Errori giudiziari, tempi processuali dilatati, valutazione non serena e obiettiva, spettacolarizzazione mediatica. E poi ancora custodia cautelare, riforma della prescrizione e delle intercettazioni. Le problematiche che affliggono la giustizia penale nel nostro Paese sono sul tavolo del nuovo ministro Marta Cartabia.

«La giustizia è la prima virtù delle istituzioni sociali, così come la verità lo è dei sistemi di pensiero». Fu oltremodo tranchant John Rawls quando, vergando l'introduzione della sua opera più celebre, A theory of justice (Una teoria della giustizia), concluse che verità e giustizia fossero le principali virtù delle attività umane. A 100 anni esatti dalla nascita, Rawls è ricordato tra i massimi filosofi politici del ventesimo secolo e il suo è «considerato, fin dal suo apparire, come il più importante libro di filosofia politica in lingua inglese dopo il Leviatano di Hobbes», come ricorda il filosofo-politico Sebastiano Maffettone, curatore dell'edizione italiana nel 1982. Professore alla Harvard University, elaborò nel 1971 l'idea normativa di una giustizia come equità («as fairness»), cioè di una categoria che si ponesse come criterio fondamentale per l'organizzazione delle istituzioni politiche. Ovvero: la giustizia è realmente un'esigenza morale non condizionabile da non poter essere sostituita da altre esigenze.Panorama.it ha chiesto lumi ad autorevoli giuristi per capire meglio dove si nascondano i dilemmi della giustizia penale.

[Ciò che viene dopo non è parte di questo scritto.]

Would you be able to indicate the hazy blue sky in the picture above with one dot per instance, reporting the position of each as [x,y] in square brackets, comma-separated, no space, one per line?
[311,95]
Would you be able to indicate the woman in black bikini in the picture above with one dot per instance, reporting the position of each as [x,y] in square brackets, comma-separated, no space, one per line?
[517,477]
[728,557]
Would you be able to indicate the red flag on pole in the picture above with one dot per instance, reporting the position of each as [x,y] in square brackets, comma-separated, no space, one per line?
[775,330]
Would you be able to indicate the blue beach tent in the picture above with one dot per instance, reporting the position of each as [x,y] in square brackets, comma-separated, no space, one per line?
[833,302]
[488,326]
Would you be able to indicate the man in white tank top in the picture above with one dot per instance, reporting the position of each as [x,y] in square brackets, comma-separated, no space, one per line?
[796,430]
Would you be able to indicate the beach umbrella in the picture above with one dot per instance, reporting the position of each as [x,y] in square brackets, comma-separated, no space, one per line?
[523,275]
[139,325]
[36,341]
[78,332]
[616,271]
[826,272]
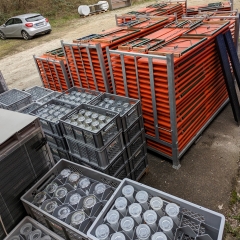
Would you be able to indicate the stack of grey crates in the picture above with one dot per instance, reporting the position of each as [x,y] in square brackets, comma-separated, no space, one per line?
[24,159]
[133,130]
[119,148]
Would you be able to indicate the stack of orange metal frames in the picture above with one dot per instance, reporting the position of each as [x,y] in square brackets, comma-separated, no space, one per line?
[176,73]
[87,60]
[53,70]
[218,6]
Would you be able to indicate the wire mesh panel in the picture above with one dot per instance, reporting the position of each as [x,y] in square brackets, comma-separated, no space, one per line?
[14,99]
[18,172]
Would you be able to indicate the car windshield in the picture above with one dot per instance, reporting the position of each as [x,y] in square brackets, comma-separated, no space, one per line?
[34,18]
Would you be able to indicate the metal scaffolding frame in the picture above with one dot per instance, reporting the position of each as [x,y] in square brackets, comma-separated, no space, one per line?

«Un Paese come l'Italia è caratterizzato da un grande paradosso: la magistratura penale, se da un lato ha acquisito indiscutibili meriti nel contrastare gravissimi fenomeni criminali come il terrorismo politico, la corruzione e le mafie, continua - per altro verso - a mostrare una cattiva immagine di sé». Va dritto al cuore del problema Giovanni Fiandaca: professore emerito di Diritto penale nell'Università di Palermo, già componente laico del Csm e co-autore di un manuale di Diritto penale che ha formato generazioni di giuristi, sottolinea come «sempre più numerose siano quelle vicende nelle quali il sistema-giustizia funziona male, e finisce col produrre più danni sociali». Al fondo della sua riflessione c'è una vicenda processuale e umana esemplare: quella di Giuseppe Caterini, sindaco del comune calabrese di Laino Borgo, nel cosentino, basata su un'imputazione di concussione alquanto fragile nei presupposti giuridici, esemplificativa di un'esperienza kafkiana. Un caso di scuola, di quelli che non sfigurerebbero certo nel suo celebre manuale: «Soprattutto quando persone avanti negli anni vengono ristrette agli arresti domiciliari senza neanche essere state preventivamente interrogate dall'autorità giudiziaria; per non parlare di un dibattimento in cui è mancato l'importante approfondimento giuridico che avrebbe escluso la responsabilità penale dell'imputato». Una vicenda toccante, culminata «con il sindaco-geometra-poeta che venne arrestato, si ammalò gravemente nel corso del processo e morì esattamente sette anni dopo, senza neanche riuscire a conoscere l'esito dell'appello». 
La magistratura sembra avere pesanti responsabilità...  Risponde il professore: «Inefficienza e lentezza della macchina giudiziaria, insufficiente ponderatezza e affrettata superficialità con le quali vengono avviate e condotte non poche indagini, non infrequente mancanza di adeguata preparazione tecnico-giuridica, tentazione di alcuni magistrati di svolgere funzioni di indebita supplenza politica, o di assumere ruoli populistico-giudiziari». Fiandaca solleva poi un sospetto: «Si finisce con l'utilizzare impropriamente il diritto penale come uno strumento di moralizzazione collettiva o di censura etico-politica da rivolgere in particolare alle varie tipologie di colletti bianchi, ovvero uomini politici, imprenditori, esponenti delle professioni e più in generale dei ceti dirigenti». 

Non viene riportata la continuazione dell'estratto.